IN the last week of August, when the place was looking its loveliest—the rustic gables of the pretty house all hung with wistaria, and the shrubberies full of fragrant bushes of purple and white lilac—Mrs. Hardy, Mr. Kingston, and Rachel took their departure from Adelonga. It was to one of them a truly heart-breaking business.
Rachel stood on the verandah while the horses were being put to, clasping Lucilla and the baby alternately to her heart, and wept without restraint, until her eyes were swollen, and her delicate colour resolved into unbecoming red patches, and there was scarcely a trace of her beauty and brightness left.
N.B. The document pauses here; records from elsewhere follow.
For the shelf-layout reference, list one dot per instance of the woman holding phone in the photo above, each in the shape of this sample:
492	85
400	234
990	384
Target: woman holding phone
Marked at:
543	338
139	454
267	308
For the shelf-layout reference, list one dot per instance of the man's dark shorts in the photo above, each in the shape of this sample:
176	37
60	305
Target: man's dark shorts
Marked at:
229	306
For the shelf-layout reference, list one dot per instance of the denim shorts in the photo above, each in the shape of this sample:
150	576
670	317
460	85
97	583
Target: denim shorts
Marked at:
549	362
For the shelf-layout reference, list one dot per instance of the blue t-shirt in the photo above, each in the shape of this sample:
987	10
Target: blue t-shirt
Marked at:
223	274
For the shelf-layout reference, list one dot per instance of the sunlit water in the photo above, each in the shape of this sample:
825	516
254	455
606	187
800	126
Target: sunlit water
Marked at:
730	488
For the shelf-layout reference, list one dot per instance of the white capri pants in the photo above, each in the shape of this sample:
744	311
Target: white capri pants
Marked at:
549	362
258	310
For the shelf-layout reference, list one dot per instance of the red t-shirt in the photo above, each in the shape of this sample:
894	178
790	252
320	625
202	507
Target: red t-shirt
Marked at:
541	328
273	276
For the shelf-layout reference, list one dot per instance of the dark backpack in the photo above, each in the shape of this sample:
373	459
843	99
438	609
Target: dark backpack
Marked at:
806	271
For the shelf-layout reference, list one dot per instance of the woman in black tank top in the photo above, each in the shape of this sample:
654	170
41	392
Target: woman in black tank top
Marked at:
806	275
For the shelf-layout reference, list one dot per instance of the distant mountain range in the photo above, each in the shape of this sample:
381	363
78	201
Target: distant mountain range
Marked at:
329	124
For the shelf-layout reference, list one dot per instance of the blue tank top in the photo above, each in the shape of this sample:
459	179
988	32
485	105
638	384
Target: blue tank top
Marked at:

No one but herself was at all able to realise what this moment cost her. She was not only leaving a place where she had spent the happiest period of her youth; not only parting from friends with whom she had established the most tender and sympathetic relations; she was closing a chapter, or rather a brief passage, which was the one inspired poem of her life; and she was saying good-bye to Hope.
As long as she was at Adelonga, there was the chance that Mr. Dalrymple might come back—at any rate, notwithstanding the Queensland arrangements, there was a constant impression that he was near. And as long as she was at Adelonga she had felt bold to strive, by various feeble and ineffectual devices, to extricate herself from her engagement.